Cartas | La pandemia del miedo (II) | Por: Juancho José Barreto González *

 

Mi patria es lo humano y lo humano está completamente bajo los efectos de este último terremoto de altos decibeles que han desbordado, para bien o para mal, en la realidad misma, las fronteras de lo inimaginable cuyo terrible concepto podría ser la producción de lo “terrorífico invisible o infinito”. Desde la patria humana o cósmica, lo digo como poeta capaz de hacer cabalgar la imagen sobre la realidad para describirla de otra manera, hay que alterar el ritmo de las respuestas y sus contenidos para evitar ser convertidos en, como raza humana, “esclavos del miedo” creyendo que ya es imposible “la mejor felicidad” y nos hacemos eco de la pandemia cultural del miedo, entonces, sobre todas las cosas, buscaremos la “mejor seguridad” recibiendo órdenes del gran sistema sanador en sus distintas capuchas ideológicas como formas de la irresponsable y cínica “campaña salvacional” que en realidad busca arrinconarte como persona o comunidad y hacerte viral+dependiente de los dispensadores de tu seguridad amenazada por el infausto virus Covid-19, viral mediáticamente convertido en un monstruo que nos devorará “a todos por igual”.

Aquí, en confianza, el virus del miedo afecta de distintas maneras. No tanto son distintos los síntomas, miedo es miedo, pero sí los efectos y las maneras de curarse. La clase libre debe librar su propia campaña de salvamento de lo humano, de la vida sobre la tierra que es decir “la tierra misma” hoy maltrecha, confinada e invadida en su confinamiento.
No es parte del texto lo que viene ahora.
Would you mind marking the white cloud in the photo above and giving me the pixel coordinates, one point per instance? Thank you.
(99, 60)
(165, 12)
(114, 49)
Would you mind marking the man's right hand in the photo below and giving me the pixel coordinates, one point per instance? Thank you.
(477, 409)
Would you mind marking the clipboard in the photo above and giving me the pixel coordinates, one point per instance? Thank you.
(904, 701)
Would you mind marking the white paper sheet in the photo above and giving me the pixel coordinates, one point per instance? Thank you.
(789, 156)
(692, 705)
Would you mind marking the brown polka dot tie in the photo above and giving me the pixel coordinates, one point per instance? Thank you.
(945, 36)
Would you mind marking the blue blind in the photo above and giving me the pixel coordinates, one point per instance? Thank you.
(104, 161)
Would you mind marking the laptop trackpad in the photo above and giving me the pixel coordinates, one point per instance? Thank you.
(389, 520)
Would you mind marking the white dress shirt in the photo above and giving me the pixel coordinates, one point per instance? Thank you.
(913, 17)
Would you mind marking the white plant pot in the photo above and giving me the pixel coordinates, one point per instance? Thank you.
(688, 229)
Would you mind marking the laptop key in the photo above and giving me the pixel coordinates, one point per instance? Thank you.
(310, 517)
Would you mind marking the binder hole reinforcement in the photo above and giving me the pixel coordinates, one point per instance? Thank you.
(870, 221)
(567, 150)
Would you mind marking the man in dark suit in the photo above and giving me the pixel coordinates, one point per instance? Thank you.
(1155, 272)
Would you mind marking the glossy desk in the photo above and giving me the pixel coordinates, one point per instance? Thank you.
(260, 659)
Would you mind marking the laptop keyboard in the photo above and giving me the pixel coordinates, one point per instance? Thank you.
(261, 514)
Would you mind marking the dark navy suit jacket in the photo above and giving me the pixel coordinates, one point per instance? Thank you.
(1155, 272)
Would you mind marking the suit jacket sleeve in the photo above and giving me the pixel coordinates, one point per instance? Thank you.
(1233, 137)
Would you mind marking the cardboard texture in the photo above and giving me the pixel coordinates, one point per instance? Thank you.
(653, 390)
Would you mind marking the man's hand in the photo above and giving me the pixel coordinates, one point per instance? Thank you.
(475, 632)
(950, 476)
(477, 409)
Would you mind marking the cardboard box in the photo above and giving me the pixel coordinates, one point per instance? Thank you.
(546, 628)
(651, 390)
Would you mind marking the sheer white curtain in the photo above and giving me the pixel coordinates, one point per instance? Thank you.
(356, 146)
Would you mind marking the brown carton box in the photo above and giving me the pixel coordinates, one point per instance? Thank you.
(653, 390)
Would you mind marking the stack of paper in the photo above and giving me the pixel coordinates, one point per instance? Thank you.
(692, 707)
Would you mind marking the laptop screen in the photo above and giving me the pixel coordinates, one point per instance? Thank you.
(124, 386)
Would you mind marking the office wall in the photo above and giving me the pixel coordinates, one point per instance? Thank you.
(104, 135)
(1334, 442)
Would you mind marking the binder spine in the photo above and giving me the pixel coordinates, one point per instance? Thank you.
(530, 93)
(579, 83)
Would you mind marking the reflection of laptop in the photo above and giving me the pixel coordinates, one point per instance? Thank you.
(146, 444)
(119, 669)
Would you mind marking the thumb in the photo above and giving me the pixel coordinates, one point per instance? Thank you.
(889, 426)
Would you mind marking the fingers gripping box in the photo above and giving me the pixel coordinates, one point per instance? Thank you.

La clase libre es todo aquel ser viviente que puede vivir en sí para sí y para todos, curando las heridas, brusca y pausadamente según sea el caso, de ese cuerpo insustituible y benéfico que es el planeta. La conciencia de la clase libre no es una tonta conciencia de clase, manipulable y plástica según la ideología que la formatee, la conciencia de la clase libre debe ser, irremisiblemente, una conciencia “cósmica” irreductible a pegajosos sectarismos y sectas que creen que por su ombligo pasa el meridiano de Greenwich.

La pandemia del miedo es una pandemia cultural, el secuestro de la posibilidad de cambiar y enfrentar el futuro concebido para asustar “al más pintao”, como dicen en mi antiguo pueblo. Las viejas y nuevas mitologías de la destrucción coinciden en el signo trágico de la cultura dominante técnica y simbólicamente: el apocalipsis. La novísima disputa entre las potencias por el mercadeo de la vida toda, propagandísticamente está destinada a la disputa por el nuevo imaginario de lo salvatorio. Esto, tal como hoy se presenta, no era posible en ninguna disputa anterior porque hoy se presenta bajo nuevos modos de aterrar la existencia humana en particular, ya de por sí amenazada por el aumento exponencial de guerras ya no para dominar al otro sino de atormentarlo.

Ser hostil de manera permanente contra un enemigo que en verdad no lo es, un enemigo cuya técnica para vivir forma parte del sistema operante de control, vigilancia y castigo a la especie humana, especie sometida a experimentos de dominio en nombre de cualquier justicia terrena o divina. La guerra es un truco trágico de las fuerzas superiores para entretenerse con la cultura de la hostilidad, empresa compleja de este espeluznante espectáculo que sólo llama a la solidaridad mundial cuando el ataque es “contra todos por igual”.

Cuando después se descubran las paradojas del coronavirus, en el “después de los despueses” nos daremos cuenta de cómo el virus de la pobreza, del odio o de la guerra, de los suicidios y de la tristeza ha desguazado al hombre como lo ha hecho la contaminación con todo tipo de aguas, con la tierra y con el oxígeno. Las grandes empresas se han apoderado del planeta. El templo para la vida y la esperanza ha sido convertido en un enorme mercado que se disputan los mercaderes. La clase opresora cada vez es más sagaz y terrible y sus enormes burocracias han aprendido las técnicas del miedo y de la división.

*(Juan José Barreto González (2020). Dondequiera. Ensayo sobre el miedo, Producción independiente, Trujillo, Venezuela, pp. 171,176).